# Firmware loading.

## dE_logics

I've always been in problems with by graphs chip, ATI x1270 belonging to RS690M chipset. On enabling KMS, I used to get ~250 FPS on glxgears, but the desktop felt very sluggish (slow 2d acceleration?). On disabling KMS, the desktop was a lot more responsive.

Recently I tried out Debian, issue was the same as with Gentoo. Debian kernel does not come with KMS enabled so it was moderately responsive.

The I installed Linux-firmware and Linux-firmware-nonfree to get a very responsive desktop + the FPS of glxgears reached 900.

I peeped into the Debian kernel has not been configured to build the firmware, it has "Prevent firmware from being built" active in the device drivers options.

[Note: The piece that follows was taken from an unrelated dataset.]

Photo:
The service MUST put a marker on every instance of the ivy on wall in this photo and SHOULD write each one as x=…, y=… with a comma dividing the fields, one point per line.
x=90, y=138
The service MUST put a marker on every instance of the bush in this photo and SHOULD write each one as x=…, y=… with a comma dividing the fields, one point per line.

So, before I get back to Gentoo, I want to clarify a few things so that I don't have to waist time experimenting.

What have these Debian guys done? I think they build the firmware using the kernel itself, and the resultant firmware files got to linux-firmware (free) package where as the proprietary binary blobs (which are not included in the kernel) are in the Linux-firmware-nonfree package. Is it so? If it is, I think what I have to do in Gentoo is uncheck "Prevent firmware from being built" (and optionally build the firmware into the kernel), and then install linux-firmware package. 

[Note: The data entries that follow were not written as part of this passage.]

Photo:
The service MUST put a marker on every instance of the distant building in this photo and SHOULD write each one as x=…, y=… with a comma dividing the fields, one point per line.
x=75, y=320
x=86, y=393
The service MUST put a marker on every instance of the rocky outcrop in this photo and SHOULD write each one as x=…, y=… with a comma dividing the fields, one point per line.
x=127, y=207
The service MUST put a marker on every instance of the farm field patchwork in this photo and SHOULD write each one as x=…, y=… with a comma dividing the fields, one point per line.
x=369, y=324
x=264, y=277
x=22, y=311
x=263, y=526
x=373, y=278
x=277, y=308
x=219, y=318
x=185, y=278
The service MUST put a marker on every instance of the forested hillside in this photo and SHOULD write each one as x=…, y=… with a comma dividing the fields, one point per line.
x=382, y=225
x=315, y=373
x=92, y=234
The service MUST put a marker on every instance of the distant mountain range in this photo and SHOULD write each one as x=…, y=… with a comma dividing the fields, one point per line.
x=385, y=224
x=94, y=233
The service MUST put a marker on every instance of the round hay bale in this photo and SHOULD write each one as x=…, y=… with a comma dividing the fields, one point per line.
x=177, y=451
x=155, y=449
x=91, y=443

Speaking of linux-firmware, will it contain only the non-free firmware (since the free ones are included in the kernel)?

----------

## mbar

 *dE_logics wrote:*   

> ... install linux-firmware package. 
> 
> 

 

Or maybe "radeon-ucode".

----------

## dE_logics

Yeah, they are included in that.

Actually when it comes to firmware portage appears to be a mess... tons of repetitive packages.

----------

## dE_logics

Dudes, it does NOT work. I'm still getting 150 FPS.  :Evil or Very Mad: 

The kernel doesn't appear to be loading the firmware. dmesg | grep firmware has no output.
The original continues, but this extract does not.